His strongest bonds with leading members of the Labour Party were formed in resistance to Chamberlain's foreign policy, however — the policy of appeasement. Thus in 1938, when Quintin Hogg was contesting the Oxford City by-election as a champion of Chamberlain and Munich, Macmillan went down to support his opponent, A.D. Lindsay, Master of Balliol, who belonged to the Labour Party but was standing as a representative of the Popular Front. (Another
Lindsay supporter was the young Edward Heath, then an undergraduate at Balliol:) The Lindsay slogan was 'A vote for Hogg is a vote for Hitler'. Hitler won the day. All through this period, up to the final doom-laden months before the outbreak of war, Macmillan remained in touch with prominent members of the Labour Opposition. Dalton was his principal confidant, the Etonian go-between, the main link with Attlee, the leader, and with Herbert Morrison and Stafford Cripps. Macmillan spoke frequently to Dalton, who duly reported to his Labour colleagues. But the larger transactions that both had in mind did not occur. Nor did the larger meetings meetings between Churchill, Eden, Macmillan and perhaps Duff Cooper on the one side, Attlee, Morrison, Cripps and Dalton on the other. Although projected (and Attlee was keen), they never took place for lack of agreement as to tactics and procedure among the 'Churchill' Tories. Duff Cooper would not attend without Eden, and Eden refused to go. Churchill was willing enough; but without some of the other Tories the Labour leadership thought it best to call a halt to the attempt.

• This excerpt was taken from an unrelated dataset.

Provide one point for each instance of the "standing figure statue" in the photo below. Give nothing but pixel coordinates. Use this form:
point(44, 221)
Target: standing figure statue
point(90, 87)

In essence, both sides were contemplating the formation of a National Government (the sort of combination that Macmillan was again advocating, although in different circumstances, as recently as the autumn before last) if Chamberlain could be brought down. Towards this end, Cripps for one (as he told Dalton) was prepared `to put socialism aside for the present'. 'He thought', as Dalton recorded in his memoirs, that 'we could agree on a programme to preserve our democratic liberties, to rebuild collective security, and for national control of our economic life.'
Macmillan's aim, as expressed by Dalton and conveyed to Attlee, was to secure 'an influential breakaway from the Conservative Party and a union of Labour and Liberals with Tory dissentients to form a new National Government'. To Dalton, as late as October 1938, this seemed 'still very remote'. The prospect evaporated. Attlee nevertheless believed (or persuaded himself in retrospect?) that Macmillan was moving towards membership of the Labour Party. According to James Margach's account of a conversation in 1951, Attlee said: 'Approaches and talks were going on. I was in at some. I knew what was going on. I approved.'
Yes, 'talks were going on', and Attlee was 'in at some'. But their purpose was coalition (which might conceivably have been attained had the Tory dissidents been more firmly united) —not Macmillan's admission to the Labour Party. He was ready to cooperate with Labour. War or no war, he was not ready to be converted to Labour. Attlee's was, I think, an 'idealised' conclusion in that, recognising in Macmillan certain moral qualities similar to his own, he expected Macmillan to do what he had done many years earlier. Mr Macmillan would not disagree with this interpretation.